Yes. Our code has a different pre-processing pipeline compared to TopoNet. I would like to claim the reason for using it.

Our code sources from Openlane-V2 baseline https://github.com/OpenDriveLab/OpenLane-V2/blob/centerline/plugin/mmdet3d/configs/baseline.py#L112, where it directly resizes the front image.
We notice this choice may influence the object size, further leading to potential performance degradation. Thus, we designed a pre-processing pipeline to crop and resize the front image as you described. Surprisingly, its score is quite low and we gave up this solution.
As TopoNet is a concurrent work, we don't try its pre-processing pipeline. You can try it by yourself.

Wolfybox commented 3 months ago

Hi @Wolfybox,

Yes. Our code has a different pre-precessing pipeline compared to TopoNet.
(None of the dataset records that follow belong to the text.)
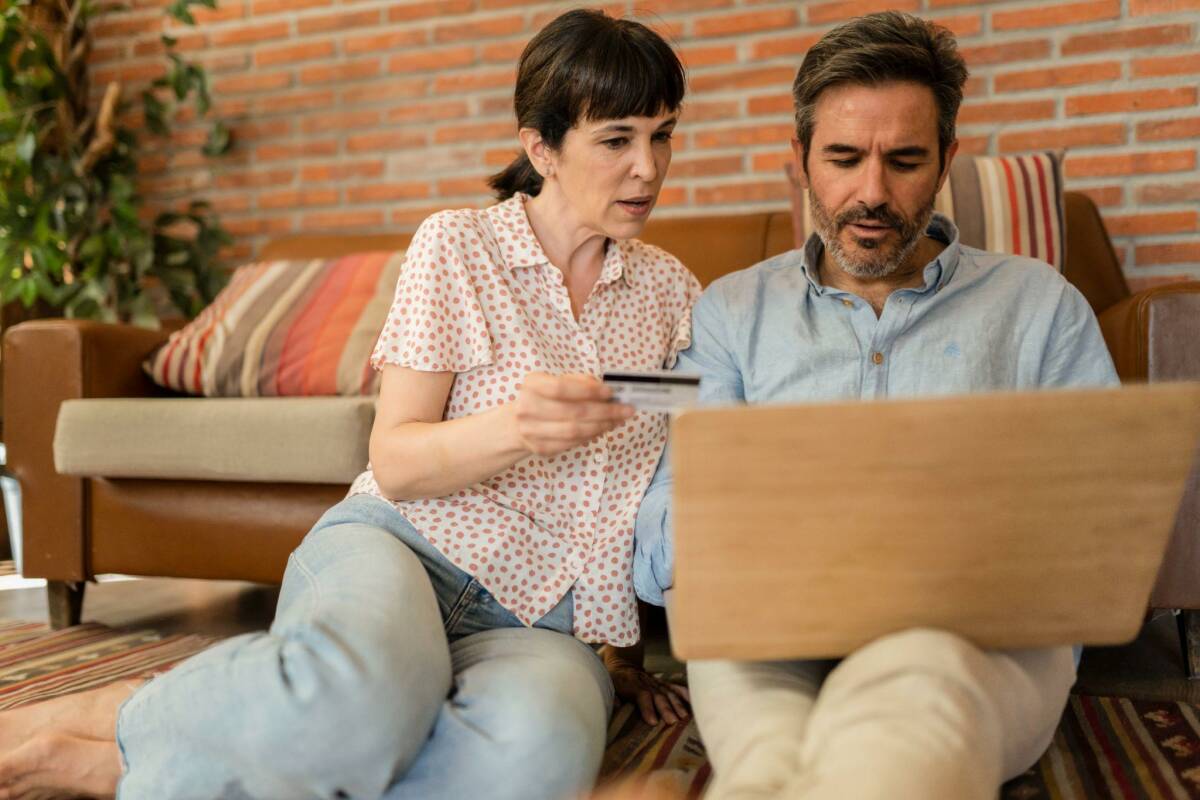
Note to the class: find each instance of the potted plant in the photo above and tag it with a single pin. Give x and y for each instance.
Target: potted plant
(73, 235)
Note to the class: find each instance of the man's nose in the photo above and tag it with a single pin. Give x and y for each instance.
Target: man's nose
(873, 191)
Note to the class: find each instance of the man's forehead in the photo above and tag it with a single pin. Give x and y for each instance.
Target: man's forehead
(901, 112)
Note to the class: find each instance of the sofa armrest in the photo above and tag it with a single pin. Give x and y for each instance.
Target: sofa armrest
(1155, 334)
(46, 362)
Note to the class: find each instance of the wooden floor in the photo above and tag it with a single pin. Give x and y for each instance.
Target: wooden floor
(1150, 667)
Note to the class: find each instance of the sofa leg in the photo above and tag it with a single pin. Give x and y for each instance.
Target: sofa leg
(65, 599)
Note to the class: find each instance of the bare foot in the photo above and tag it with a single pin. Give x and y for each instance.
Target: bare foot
(55, 765)
(89, 715)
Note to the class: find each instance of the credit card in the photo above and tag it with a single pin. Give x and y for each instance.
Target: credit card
(654, 391)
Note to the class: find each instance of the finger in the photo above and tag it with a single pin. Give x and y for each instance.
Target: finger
(646, 707)
(568, 388)
(664, 707)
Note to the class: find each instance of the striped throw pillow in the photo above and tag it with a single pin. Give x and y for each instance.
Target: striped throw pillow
(285, 329)
(1005, 204)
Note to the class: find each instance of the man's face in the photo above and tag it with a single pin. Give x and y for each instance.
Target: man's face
(873, 173)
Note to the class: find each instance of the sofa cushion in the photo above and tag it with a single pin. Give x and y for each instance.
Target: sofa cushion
(1005, 204)
(286, 328)
(303, 440)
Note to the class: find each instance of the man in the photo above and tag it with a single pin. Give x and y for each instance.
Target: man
(882, 301)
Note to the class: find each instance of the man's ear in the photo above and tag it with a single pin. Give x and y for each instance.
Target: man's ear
(946, 167)
(802, 168)
(537, 151)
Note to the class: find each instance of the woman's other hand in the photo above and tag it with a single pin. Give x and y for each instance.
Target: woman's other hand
(654, 698)
(552, 414)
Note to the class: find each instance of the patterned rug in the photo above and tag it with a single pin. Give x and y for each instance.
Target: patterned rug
(1105, 746)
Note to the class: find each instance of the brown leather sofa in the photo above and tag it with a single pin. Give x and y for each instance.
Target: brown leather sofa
(76, 528)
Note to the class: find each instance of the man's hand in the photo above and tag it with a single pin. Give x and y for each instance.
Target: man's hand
(552, 414)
I would like to claim the reason for using it.

Our code sources from Openlane-V2 baseline https://github.com/OpenDriveLab/OpenLane-V2/blob/centerline/plugin/mmdet3d/configs/baseline.py#L112, where it directly resizes the front image.

We notice this choice may influence the object size, further leading to potential performance degradation. Thus, we designed a pre-precessing pipeline to crop and resize the front image as you described. Surprisingly, its score is quite low and we gave up this solution.

As TopoNet is a concurrent work, we don't try its pre-precessing pipeline. You can try it by yourself.

Thanks for your explanation, though it is kinda counterintuitive that the crop-and-resize strategy would lead to a lower score. BTW I found from diferent models that there are more than 3 distinct ways of pre-processing the front-view image.